Key design decisions:
- Vocabulary size: Larger vocabularies compress text better (fewer tokens per sentence) but require larger embedding matrices. Common sizes: 32K (LLaMA), 50K (GPT-2), 100K+ (GPT-4).
- Byte-level vs. character-level: Byte-level BPE (GPT-2 and successors) operates on raw UTF-8 bytes, ensuring any text can be tokenized without unknown tokens. Character-level BPE may need special handling for rare Unicode characters.
- Multilingual balance: A tokenizer trained mostly on English text will be highly inefficient for other languages (a single Chinese character might require multiple tokens). Multilingual tokenizers must balance coverage across languages.
- Implementations: tiktoken (OpenAI, used by GPT-4), SentencePiece (Google, used by LLaMA), and the Hugging Face Tokenizers library are the most widely used.
Andrej Karpathy's “Let's build the GPT Tokenizer” video on YouTube walks through implementing BPE from scratch in Python. It is the single best resource for understanding how tokenization actually works, including all the edge cases and design decisions that textbooks gloss over. Watching it will demystify one of the most under-appreciated components of modern LLMs.
22.7 Exercises
- Implement scaled dot-product attention from scratch in PyTorch. Verify your implementation matches
torch.nn.functional.scaled_dot_product_attentionon random inputs with a tolerance of \(10^{-5}\). - Implement a simple MoE layer with 4 experts and top-2 routing. Train a small model with and without MoE on the same data. Compare training curves: does MoE achieve the same loss faster?
- Implement BPE tokenization from scratch following Karpathy's approach. Train it on a small corpus and compare the resulting vocabulary with tiktoken's vocabulary on the same text.

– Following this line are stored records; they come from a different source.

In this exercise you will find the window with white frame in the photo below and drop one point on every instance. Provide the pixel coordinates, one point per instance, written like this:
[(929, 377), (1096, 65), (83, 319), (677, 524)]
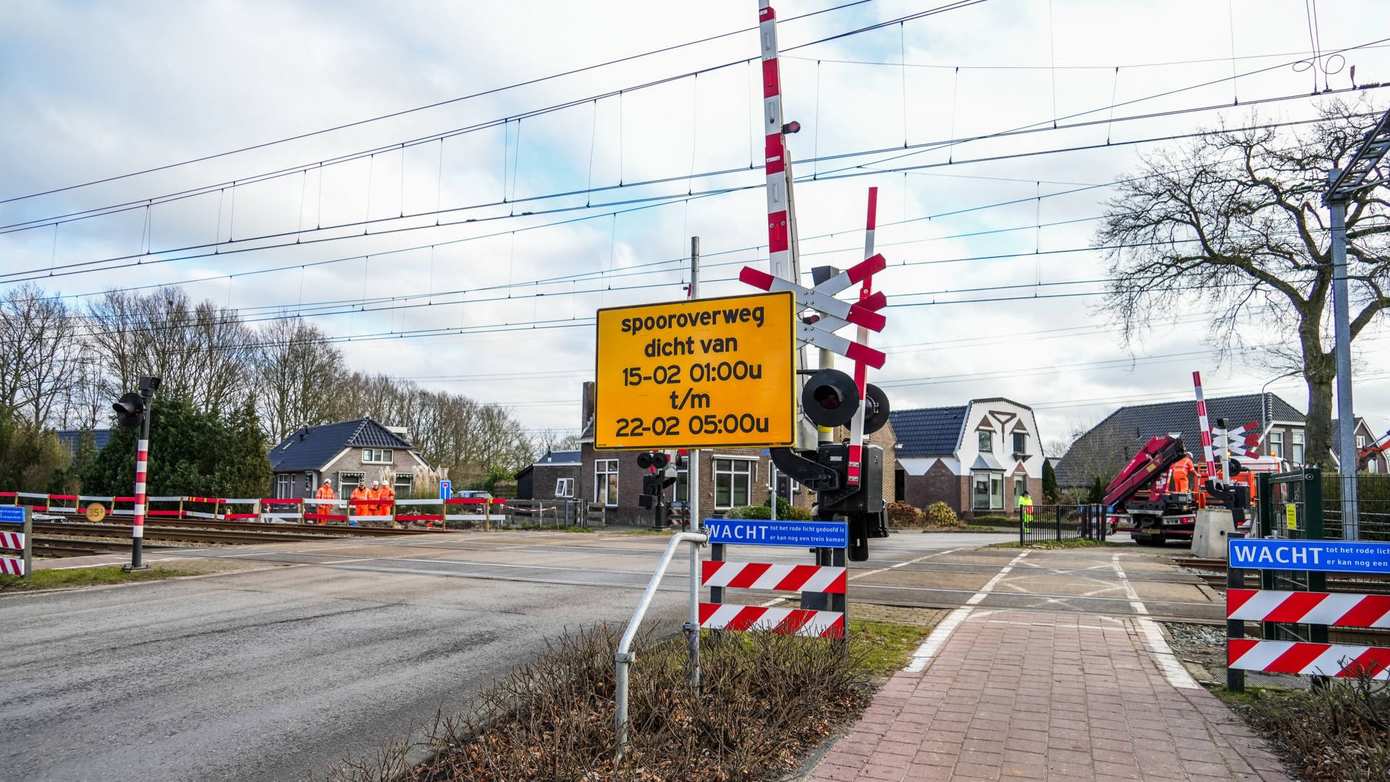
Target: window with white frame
[(733, 482), (605, 482), (565, 486)]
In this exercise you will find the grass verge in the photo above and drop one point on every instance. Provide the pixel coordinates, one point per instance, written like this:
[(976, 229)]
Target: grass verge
[(84, 577), (1333, 734), (765, 702)]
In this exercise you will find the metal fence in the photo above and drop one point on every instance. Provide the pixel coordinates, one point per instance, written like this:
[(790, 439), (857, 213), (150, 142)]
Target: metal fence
[(1372, 506), (1062, 522)]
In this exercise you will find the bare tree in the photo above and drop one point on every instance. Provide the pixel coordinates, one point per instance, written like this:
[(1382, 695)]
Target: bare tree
[(298, 377), (205, 353), (39, 353), (1236, 221)]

Where do they agree and disagree?
- Run a scaling experiment: train character-level GPT models at four sizes (1M, 5M, 25M, 125M parameters) on proportionally scaled data. Plot loss vs. parameter count on a log-log scale. Do you observe a power law?
- Estimate the KV-cache memory for a LLaMA 3 8B model (32 layers, 32 KV heads with GQA group size 4, head dimension 128) serving a batch of 64 requests with average sequence length 2048. Compare with Multi-Head Attention (no GQA). How much memory does GQA save?